The upstream sulphur_dev_bf16.safetensors is 42.97 GiB and sulphur_dev_fp8mixed.safetensors is 27.16 GiB (upstream tree). Both weights alone exceed 16 GiB by a wide margin before the encoder, VAE, and activations enter VRAM. The Q4_K_S GGUF in step 2 is the only path that runs on this card. If you have a 24GB+ card, see the upstream README for the fp8mixed flow.

OOM when loading the text encoder

Same root cause as documented upstream — the default unquantized Gemma 3 12B encoder OOMs on 16GB cards when loaded alongside the Sulphur 2 weights (Lightricks/ComfyUI-LTXVideo#303 reports peak 29068 MiB on RTX 5080 16GB with the LTX-2 19B-dev-fp8 pipeline, and Sulphur-2's 21B dev weights are heavier still). Replace with gemma-3-12b-it-qat-UD-Q4_K_XL.gguf from Unsloth (step 3 above). Also enable CPU offload for the Gemma encoder via the KJNodes model-offload nodes — keep the encoder unloaded from VRAM while the DiT is sampling.

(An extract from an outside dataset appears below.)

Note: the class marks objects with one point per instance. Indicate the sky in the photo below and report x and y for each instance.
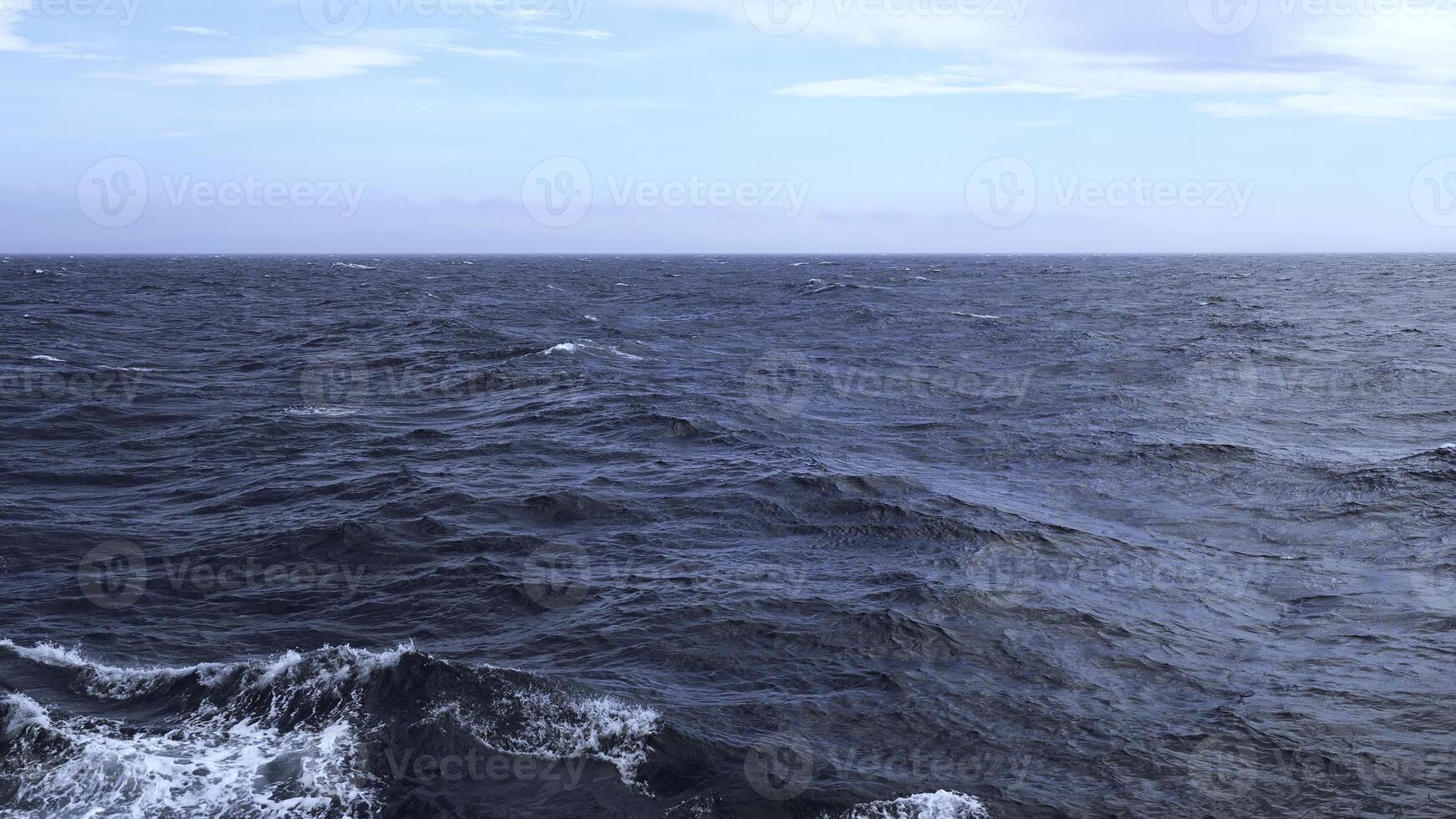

"sulphur_final" referenced in the workflow but missing locally

The upstream workflow JSON contains a sulphur_final checkpoint reference that does not exist as a published file. Per the SulphurAI README: "the workflows contain sulphur_final right now, just use the lora or use the full models, don't use both at the same time." On the GGUF path, point the model loader at sulphur_dev-Q4_K_S.gguf and keep the workflow's LoraLoaderModelOnly distill-LoRA node pointed at ltx-2.3-22b-distilled-lora-1.1_fro90_ceil72_condsafe.safetensors (from step 5) — do not delete it. The dev GGUF is not distilled; without the LoRA the 8-step / CFG=1 schedule runs un-distilled and degrades output.

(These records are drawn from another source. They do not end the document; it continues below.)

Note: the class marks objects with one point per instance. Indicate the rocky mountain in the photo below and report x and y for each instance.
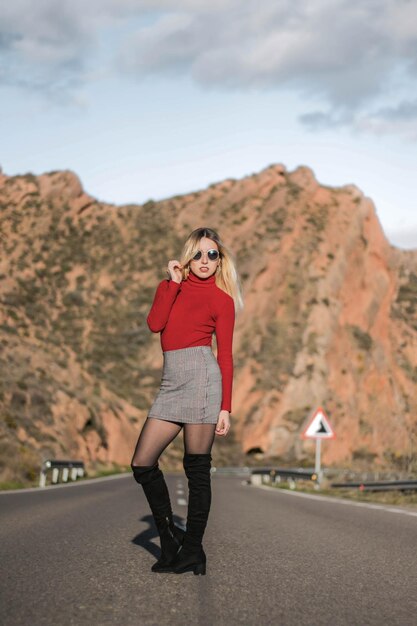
(330, 319)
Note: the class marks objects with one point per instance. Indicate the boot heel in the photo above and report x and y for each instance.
(200, 569)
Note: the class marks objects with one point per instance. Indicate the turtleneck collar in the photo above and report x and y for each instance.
(196, 280)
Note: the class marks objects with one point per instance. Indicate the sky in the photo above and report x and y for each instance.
(146, 99)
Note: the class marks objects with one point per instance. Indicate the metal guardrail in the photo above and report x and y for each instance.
(388, 485)
(61, 469)
(276, 474)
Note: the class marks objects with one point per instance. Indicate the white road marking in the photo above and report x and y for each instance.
(366, 505)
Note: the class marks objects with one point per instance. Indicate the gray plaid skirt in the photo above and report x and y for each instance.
(191, 387)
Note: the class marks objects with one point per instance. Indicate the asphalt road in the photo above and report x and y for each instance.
(81, 554)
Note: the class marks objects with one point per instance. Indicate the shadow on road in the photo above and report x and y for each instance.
(145, 538)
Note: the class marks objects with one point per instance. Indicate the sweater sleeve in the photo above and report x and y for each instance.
(165, 295)
(225, 322)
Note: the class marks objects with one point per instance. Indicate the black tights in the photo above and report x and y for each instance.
(157, 434)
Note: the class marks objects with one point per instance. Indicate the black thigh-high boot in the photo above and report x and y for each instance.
(191, 556)
(156, 491)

Gemma GGUF loader fails or outputs gibberish

The Gemma 3 GGUF loader in ComfyUI-GGUF required PRs #399 and #402 to be merged for the LTX-2 family path (Sulphur-2 inherits this requirement via the LTX-2.3 lineage it builds on); pull the latest city96/ComfyUI-GGUF main — both PRs are now merged (Kijai/LTXV2_comfy discussion #7).

Slow generation

Keep the Gemma encoder offloaded with the KJNodes model-offload nodes; VRAM thrashing on a 16GB card kills wall time. The 4060 Ti 16GB's memory bandwidth is ~288 GB/s (about ~40% of the 5060 Ti's 448 GB/s) — VRAM pressure that's tolerable on the 5060 Ti will be more punishing on the 4060 Ti. Drop frame counts and resolution further if you observe steady-state VRAM oscillation in nvidia-smi. Empirical 4060 Ti 16GB wall-time numbers will appear at /check/sulphur-2/rtx-4060-ti-16gb once contributed.

Pushing beyond Q4_K_S

The Q4_K_M GGUF (13.31 GiB) is technically loadable on the 4060 Ti 16GB but leaves only ~1 GiB of headroom for activations + the QAT Gemma encoder — feasible only at the lowest frame counts (≤ 25) and resolution (≤ 768 px). Q5 and above will OOM; the vantagewithai per-tier table is unambiguous that Q5_K_S at 15 GB-decimal already exceeds the practical ceiling.